Anyone using it?  Like it?  Problems?  I've done the update on my MBP and all iDevices, but so far have said NO to Cloud.  Now I kind of think I want to.  Maybe.  Don't completely understand how it works / what it does.


----------



## hsuthard (Jan 6, 2010)

It's seems to be working well for me. I'm using it to sync calendars and contacts, and it's worked flawlessly so far.


----------



## Sandpiper (Oct 28, 2008)

I just spent a little time on the phone with AppleCare regarding iCloud.  Syncing calendar and contacts is pretty much the only reason for me to use it.  I wouldn't use iCloud for anything else.


----------



## hsuthard (Jan 6, 2010)

And strangely, I use google calendar, so it should sync thru that anyway, but I still like it.


----------



## Mike D. aka jmiked (Oct 28, 2008)

So far it's not doing anything that MobileMe didn't do (for me), so I'm underwhelmed.

Mike


----------



## monkeyluis (Oct 17, 2010)

I don't know why you wouldn't use it.  I have it on and love that my iPad, iPhone and MacBook are all sync'd up all the time.  It's free so why not turn it on and let every thing sync for you.


----------



## Sandpiper (Oct 28, 2008)

jmiked said:


> So far it's not doing anything that MobileMe didn't do (for me), so I'm underwhelmed.
> 
> Mike


Bill at AppleCare said today that MobileMe is going to be discontinued next year.


----------



## Sandpiper (Oct 28, 2008)

But I don't want ALL my photos and ALL my music synced to ALL iDevices.  I would like ALL music synced on MacBook Pro, iTouch, and iPhone, but not iPad.  Guess I could do that.


----------



## mooshie78 (Jul 15, 2010)

I'm using it for two things.

1.  Back up my iPad 2 and Iphone 4S.

2. Photostream.  I love getting the photos instantly on my PC (had to download the iPad control panel).  And don't mind them showing up on both my iPhone and iPad.  I don't think the Photo stream photos actually take up storage space on your devices anyway--I think you have to copy them to the camera roll for it to actually be on your device rather than the cloud.

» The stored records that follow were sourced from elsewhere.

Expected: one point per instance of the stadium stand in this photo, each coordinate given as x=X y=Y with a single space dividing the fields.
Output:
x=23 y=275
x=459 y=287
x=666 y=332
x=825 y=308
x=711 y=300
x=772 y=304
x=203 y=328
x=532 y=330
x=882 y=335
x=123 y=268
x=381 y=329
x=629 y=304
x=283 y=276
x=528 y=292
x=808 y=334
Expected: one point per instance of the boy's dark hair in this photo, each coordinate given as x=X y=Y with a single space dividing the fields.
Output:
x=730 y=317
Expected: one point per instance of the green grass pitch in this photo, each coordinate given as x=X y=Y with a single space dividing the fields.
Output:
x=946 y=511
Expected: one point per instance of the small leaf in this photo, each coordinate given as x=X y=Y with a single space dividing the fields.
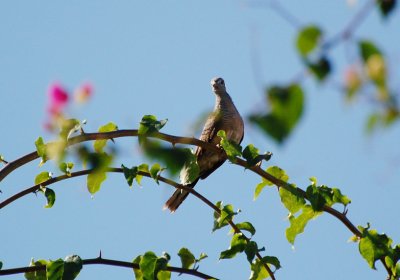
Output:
x=143 y=168
x=138 y=273
x=100 y=144
x=202 y=256
x=247 y=226
x=50 y=196
x=286 y=107
x=259 y=188
x=291 y=198
x=41 y=150
x=222 y=220
x=94 y=181
x=148 y=265
x=66 y=167
x=297 y=224
x=42 y=177
x=72 y=266
x=55 y=270
x=386 y=6
x=308 y=39
x=36 y=275
x=238 y=245
x=231 y=148
x=373 y=246
x=321 y=68
x=251 y=250
x=258 y=271
x=187 y=258
x=67 y=127
x=149 y=125
x=155 y=171
x=278 y=173
x=368 y=49
x=130 y=174
x=251 y=154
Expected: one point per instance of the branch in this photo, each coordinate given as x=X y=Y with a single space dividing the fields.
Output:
x=167 y=181
x=100 y=260
x=13 y=165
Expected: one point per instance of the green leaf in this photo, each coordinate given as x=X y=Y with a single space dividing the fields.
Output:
x=41 y=150
x=202 y=256
x=278 y=173
x=320 y=68
x=155 y=171
x=94 y=181
x=291 y=198
x=100 y=144
x=55 y=270
x=308 y=39
x=231 y=148
x=148 y=265
x=143 y=168
x=187 y=258
x=151 y=265
x=251 y=250
x=222 y=220
x=149 y=125
x=252 y=155
x=323 y=195
x=42 y=177
x=173 y=157
x=72 y=266
x=368 y=49
x=68 y=126
x=259 y=188
x=297 y=224
x=247 y=226
x=36 y=275
x=286 y=107
x=50 y=196
x=258 y=271
x=275 y=171
x=66 y=167
x=138 y=273
x=386 y=6
x=272 y=260
x=238 y=245
x=373 y=246
x=130 y=174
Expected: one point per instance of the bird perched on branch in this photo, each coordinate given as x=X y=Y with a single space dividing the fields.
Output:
x=224 y=117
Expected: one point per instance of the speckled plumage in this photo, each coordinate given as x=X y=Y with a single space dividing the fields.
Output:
x=224 y=117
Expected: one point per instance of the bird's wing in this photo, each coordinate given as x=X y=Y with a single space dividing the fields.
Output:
x=209 y=161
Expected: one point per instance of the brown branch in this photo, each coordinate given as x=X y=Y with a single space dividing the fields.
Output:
x=173 y=140
x=100 y=260
x=11 y=166
x=167 y=181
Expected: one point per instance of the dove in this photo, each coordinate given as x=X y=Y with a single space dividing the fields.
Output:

Calendar I just use google calendar and synch to that.  My work uses Office 365 (Microsoft exchange) as our e-mail service, so that gets synced to the mail app on my iPad/iPhone and to Outlook on all my PCs.


----------



## monkeyluis (Oct 17, 2010)

Sandpiper said:


> But I don't want ALL my photos and ALL my music synced to ALL iDevices. I would like ALL music synced on MacBook Pro, iTouch, and iPhone, but not iPad. Guess I could do that.


Yeah, just go into the settings and turn it off. Then it won't sync.


----------



## Mike D. aka jmiked (Oct 28, 2008)

Sandpiper said:


> Bill at AppleCare said today that MobileMe is going to be discontinued next year.


Yep. That's why I went ahead and converted from MM to iCloud.

Mike


----------



## Rasputina (May 6, 2009)

I converted from MobileMe to iCloud too. Not sure why anyone wouldn't want to use iCloud, especially if they have more than one Apple device or computer.


----------